鬼塚:毛沢東については、「この人いったい何者だろう?」と。そのころから本にはいろんな刺激を受けていたんですけど…。日本では『毛沢東語録』(平凡社ライブラリー) として知られる『毛主席語録』*は今もこのオフィスにあるんですけど、この語録だけで10億人もの人を動かしたんですよね。
*中国共産党中央委員会主席・毛沢東の発言や著作の引用などを集めたもので、1966年に林彪・党副主席兼国防部長によって編纂が命じられた
福田:たしかに。面白いですよね。
鬼塚:テレビだって、1億人を動かしたってことはないですよね。テレビができることはもちろんありますけど、根底そのものを動かすことはない。けれど本は、人間の根底そのものを動かしますよね。聖書にしろ、毛沢東にしろ。
福田:面白い。そして実際に、当時の鬼塚青年は旅に出たと。
鬼塚:はい、行ったんですよね。そしたらもう、衝撃ですよね。今でこそ福田さんも、「中国はすごい」とおっしゃっておられますけども、買い物をしたら釣銭を投げつけてくるんですよ!
福田:いやぁ分かりますよ。この間まで、皿を投げつけられていました。近代化したのは、ここ1-2年じゃないですか?
鬼塚:ですよね。で、当時は釣銭を投げつけられて、それがテーブルから落ちて、見ると鳥の骨とか人の痰とかいっぱいあるんですよ。それを拾うのって屈辱感ありますよね。
福田:分かりますよ! 確かにみんな、パッパパッパね、骨を捨ててましたよね。7、8年前。

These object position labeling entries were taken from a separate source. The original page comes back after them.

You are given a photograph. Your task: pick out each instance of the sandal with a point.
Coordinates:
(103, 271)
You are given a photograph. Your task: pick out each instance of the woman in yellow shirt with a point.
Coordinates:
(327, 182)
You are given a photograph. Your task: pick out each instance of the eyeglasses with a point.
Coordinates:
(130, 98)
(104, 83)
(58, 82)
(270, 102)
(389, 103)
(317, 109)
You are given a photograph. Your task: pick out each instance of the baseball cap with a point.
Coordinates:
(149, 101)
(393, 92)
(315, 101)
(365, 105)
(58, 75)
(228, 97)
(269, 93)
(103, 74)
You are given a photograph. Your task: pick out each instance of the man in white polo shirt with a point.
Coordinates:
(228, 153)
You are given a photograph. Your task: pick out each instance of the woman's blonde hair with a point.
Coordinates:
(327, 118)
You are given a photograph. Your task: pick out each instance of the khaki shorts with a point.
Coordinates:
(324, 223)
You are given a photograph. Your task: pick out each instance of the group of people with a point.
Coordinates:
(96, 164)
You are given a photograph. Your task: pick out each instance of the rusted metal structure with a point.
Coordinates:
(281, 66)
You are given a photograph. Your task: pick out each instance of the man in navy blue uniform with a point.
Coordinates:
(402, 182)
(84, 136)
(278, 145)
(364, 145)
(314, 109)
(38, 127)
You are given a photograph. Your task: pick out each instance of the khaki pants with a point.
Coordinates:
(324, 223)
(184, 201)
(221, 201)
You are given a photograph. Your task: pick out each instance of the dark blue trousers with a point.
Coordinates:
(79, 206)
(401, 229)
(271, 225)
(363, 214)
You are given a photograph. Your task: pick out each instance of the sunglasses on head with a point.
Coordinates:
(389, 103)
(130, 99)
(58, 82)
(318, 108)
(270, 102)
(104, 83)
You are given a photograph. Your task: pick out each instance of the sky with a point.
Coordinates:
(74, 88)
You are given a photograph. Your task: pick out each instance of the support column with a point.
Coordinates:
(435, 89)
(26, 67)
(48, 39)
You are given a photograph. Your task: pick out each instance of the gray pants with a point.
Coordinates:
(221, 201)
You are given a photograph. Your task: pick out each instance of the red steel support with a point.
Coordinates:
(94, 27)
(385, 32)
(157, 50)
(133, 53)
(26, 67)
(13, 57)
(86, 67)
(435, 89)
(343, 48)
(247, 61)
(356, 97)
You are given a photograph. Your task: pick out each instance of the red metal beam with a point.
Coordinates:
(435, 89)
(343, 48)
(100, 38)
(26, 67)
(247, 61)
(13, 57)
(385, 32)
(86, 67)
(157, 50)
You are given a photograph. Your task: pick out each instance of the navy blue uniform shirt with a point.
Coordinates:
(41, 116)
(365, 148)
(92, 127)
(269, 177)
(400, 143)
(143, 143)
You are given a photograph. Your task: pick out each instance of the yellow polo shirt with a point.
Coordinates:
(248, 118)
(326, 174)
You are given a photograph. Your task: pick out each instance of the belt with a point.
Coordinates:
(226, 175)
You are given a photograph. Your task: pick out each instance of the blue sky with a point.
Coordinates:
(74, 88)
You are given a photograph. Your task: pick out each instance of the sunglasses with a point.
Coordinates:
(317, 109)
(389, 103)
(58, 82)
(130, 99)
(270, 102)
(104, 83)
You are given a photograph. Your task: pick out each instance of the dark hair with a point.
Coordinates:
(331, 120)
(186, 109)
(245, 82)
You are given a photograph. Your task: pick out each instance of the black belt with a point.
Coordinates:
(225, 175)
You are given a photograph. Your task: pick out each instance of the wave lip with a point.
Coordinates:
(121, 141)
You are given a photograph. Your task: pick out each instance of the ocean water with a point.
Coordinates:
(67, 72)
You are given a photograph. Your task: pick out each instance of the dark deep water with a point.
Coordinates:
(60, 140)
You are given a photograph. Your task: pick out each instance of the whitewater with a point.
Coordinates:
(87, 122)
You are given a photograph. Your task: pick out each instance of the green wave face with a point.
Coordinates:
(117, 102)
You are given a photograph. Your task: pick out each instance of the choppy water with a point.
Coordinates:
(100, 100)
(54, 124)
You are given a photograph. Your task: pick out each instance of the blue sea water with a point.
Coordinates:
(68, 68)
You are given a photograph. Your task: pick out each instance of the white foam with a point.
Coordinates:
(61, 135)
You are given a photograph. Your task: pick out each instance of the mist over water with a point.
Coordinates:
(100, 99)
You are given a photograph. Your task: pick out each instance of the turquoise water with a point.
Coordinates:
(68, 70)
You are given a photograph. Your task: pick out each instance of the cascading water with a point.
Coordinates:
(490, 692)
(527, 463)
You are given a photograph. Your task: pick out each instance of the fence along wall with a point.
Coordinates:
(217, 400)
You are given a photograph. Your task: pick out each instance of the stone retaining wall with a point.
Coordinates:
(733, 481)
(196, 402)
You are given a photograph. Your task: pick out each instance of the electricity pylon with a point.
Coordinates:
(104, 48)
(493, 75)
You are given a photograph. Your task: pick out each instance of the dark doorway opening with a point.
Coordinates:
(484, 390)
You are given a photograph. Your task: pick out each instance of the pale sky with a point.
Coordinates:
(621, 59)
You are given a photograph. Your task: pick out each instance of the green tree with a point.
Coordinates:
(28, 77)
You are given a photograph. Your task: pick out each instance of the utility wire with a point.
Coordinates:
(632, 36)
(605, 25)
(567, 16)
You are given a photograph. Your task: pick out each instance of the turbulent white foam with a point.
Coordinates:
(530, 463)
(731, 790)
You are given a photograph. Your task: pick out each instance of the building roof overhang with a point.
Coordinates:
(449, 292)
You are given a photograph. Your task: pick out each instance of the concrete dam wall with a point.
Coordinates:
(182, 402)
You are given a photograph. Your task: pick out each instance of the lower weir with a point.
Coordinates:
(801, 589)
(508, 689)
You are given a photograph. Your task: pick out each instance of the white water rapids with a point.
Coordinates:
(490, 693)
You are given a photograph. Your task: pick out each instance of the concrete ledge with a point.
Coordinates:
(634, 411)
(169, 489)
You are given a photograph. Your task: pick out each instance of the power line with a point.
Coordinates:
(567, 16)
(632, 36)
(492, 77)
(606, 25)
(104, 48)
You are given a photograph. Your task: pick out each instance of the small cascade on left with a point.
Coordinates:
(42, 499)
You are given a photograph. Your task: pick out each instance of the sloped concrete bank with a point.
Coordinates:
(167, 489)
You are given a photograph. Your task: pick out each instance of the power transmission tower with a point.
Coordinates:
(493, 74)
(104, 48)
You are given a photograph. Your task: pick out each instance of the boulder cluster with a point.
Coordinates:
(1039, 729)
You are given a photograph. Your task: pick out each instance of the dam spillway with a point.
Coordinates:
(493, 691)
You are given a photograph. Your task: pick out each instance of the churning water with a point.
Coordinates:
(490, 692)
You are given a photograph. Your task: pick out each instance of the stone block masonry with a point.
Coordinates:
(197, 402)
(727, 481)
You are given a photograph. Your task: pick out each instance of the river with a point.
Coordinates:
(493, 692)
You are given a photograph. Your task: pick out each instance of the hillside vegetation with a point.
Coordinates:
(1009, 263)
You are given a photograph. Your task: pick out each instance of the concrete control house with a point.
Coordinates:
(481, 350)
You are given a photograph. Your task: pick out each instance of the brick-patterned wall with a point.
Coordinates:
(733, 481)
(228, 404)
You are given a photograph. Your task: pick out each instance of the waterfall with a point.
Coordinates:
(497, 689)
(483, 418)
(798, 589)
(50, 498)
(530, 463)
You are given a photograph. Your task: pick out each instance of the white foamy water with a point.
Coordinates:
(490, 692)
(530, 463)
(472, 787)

鬼塚:夏は、ヒマワリの種を食べながら、上半身裸で歩いていましたからね。いわゆる北京ビキニですよね。その当時は中国で外国人は、「人民元」ではなくて、「兌換元」しか貨幣が使えなかったんですよ。でも兌換元だと5倍くらいレートが高かったんで、「これはまずい!」と思って人民服を着て…。
福田:うん、結構いけそうです(笑)
鬼塚:人民服を着て、筆談しながら、でたらめな中国語をしゃべると、人民元が使えました。中国っていろんなところからいろんな人が集まっているので、方言だらけだから多少でたらめでもバレない。それで、1日200円くらいで生活していました。